The Kerry Way in south-west Ireland circumnavigates the highest mountain range in Ireland. Along with the adjoining Dingle Way it is noted for its scenic views of the Atlantic, loughs and mountains.

Map of European long-distance paths


Hong Kong

MacLehose Trail Hong Kong.

Coastal trails

A view from the Hungarian National Blue Trail, a national trail, incorporated into the European Long Distance Walking Route E4.

These follow coastlines; examples are the Brittany Coast Path in France,[4] the California Coastal Trail in the US,[5] the South West Coast Path in England, the East Coast Trail in Canada, and the Otter Trail in South Africa.

The England Coast Path, in development by Natural England, will be around 2,700 miles (4,350 km) long in 2020 making it the longest coastal walking route in the world and Britain's longest National Trail.[6]

Coast-to-coast trails

These may be cross-country paths, or may follow roads or other ways, and often intersect with many other trails. Example are Wainwright's Coast-to-Coast path in northern England, and the GR 10 in France. The English Coast to Coast route, despite being amongst the best-known long-distance walking routes in England, is not an official National Trail but simply a series of connected pre-existing rights of way, roads and open country with some informal links between them. There is also a coast-to-coast mountain-bike route in northern England that has the same trailheads as the walkers' path. GR 10 is a French GR footpath that runs the length of the Pyrenees Mountains, roughly paralleling the French–Spanish border on the French side. It runs west to east, from Hendaye on the Bay of Biscay to Banyuls-sur-Mer on the Mediterranean Sea.

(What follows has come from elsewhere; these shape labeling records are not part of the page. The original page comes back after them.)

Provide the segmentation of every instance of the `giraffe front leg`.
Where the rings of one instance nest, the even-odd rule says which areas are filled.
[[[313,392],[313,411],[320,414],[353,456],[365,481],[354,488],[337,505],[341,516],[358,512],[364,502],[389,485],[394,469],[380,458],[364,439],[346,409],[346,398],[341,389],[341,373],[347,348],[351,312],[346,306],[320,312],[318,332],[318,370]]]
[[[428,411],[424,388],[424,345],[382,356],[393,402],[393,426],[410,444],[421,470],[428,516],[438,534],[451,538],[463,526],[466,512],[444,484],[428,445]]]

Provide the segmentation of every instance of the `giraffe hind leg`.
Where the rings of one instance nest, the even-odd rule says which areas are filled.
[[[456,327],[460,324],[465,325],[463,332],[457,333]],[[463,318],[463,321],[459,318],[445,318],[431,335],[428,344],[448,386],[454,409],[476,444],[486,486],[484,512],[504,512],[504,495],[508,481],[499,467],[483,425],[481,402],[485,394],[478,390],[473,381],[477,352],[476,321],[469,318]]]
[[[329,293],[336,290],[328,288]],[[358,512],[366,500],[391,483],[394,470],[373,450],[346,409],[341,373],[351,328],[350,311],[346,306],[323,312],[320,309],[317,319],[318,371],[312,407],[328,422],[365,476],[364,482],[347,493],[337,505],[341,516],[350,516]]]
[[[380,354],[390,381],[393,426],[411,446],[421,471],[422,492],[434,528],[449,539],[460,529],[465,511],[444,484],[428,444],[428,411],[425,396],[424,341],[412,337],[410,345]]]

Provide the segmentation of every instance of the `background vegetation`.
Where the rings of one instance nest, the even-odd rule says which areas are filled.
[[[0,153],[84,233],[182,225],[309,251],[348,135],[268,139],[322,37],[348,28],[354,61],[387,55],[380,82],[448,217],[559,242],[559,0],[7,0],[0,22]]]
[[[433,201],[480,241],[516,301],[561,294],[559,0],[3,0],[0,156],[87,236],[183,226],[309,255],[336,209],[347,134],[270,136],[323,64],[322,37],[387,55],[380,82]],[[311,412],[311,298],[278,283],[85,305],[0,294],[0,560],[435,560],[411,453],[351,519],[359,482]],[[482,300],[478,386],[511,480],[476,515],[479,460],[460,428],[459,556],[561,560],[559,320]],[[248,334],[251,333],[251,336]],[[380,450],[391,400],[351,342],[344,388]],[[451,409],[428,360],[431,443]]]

The American Discovery Trail is a hiking and biking trail that crosses the continental United States from east to west. across the mid-tier of the United States. Horses can also be ridden on most of this trail. It starts on the Delmarva Peninsula on the Atlantic Ocean and ends on the northern California coast on the Pacific Ocean. The Iditarod Trail connects the coastal cities of Seward and Nome, Alaska: a distance of around 1,000 miles.

Cross-continent trails

The European long-distance paths (E-paths) traverse Europe, passing through many different countries. Among the longest are European walking route E8 and the Iron Curtain Trail (also known as EuroVelo 13). The latter is a partially complete long-distance cycling route which will run along the entire length of the former Iron Curtain. During the period of the Cold War (c. 1947–1991), the Iron Curtain delineated the border between the Communist East and the capitalist West.[7][8] E8 runs 4,700 km (2,920 miles) across Europe, from Cork in Ireland to Istanbul in Turkey.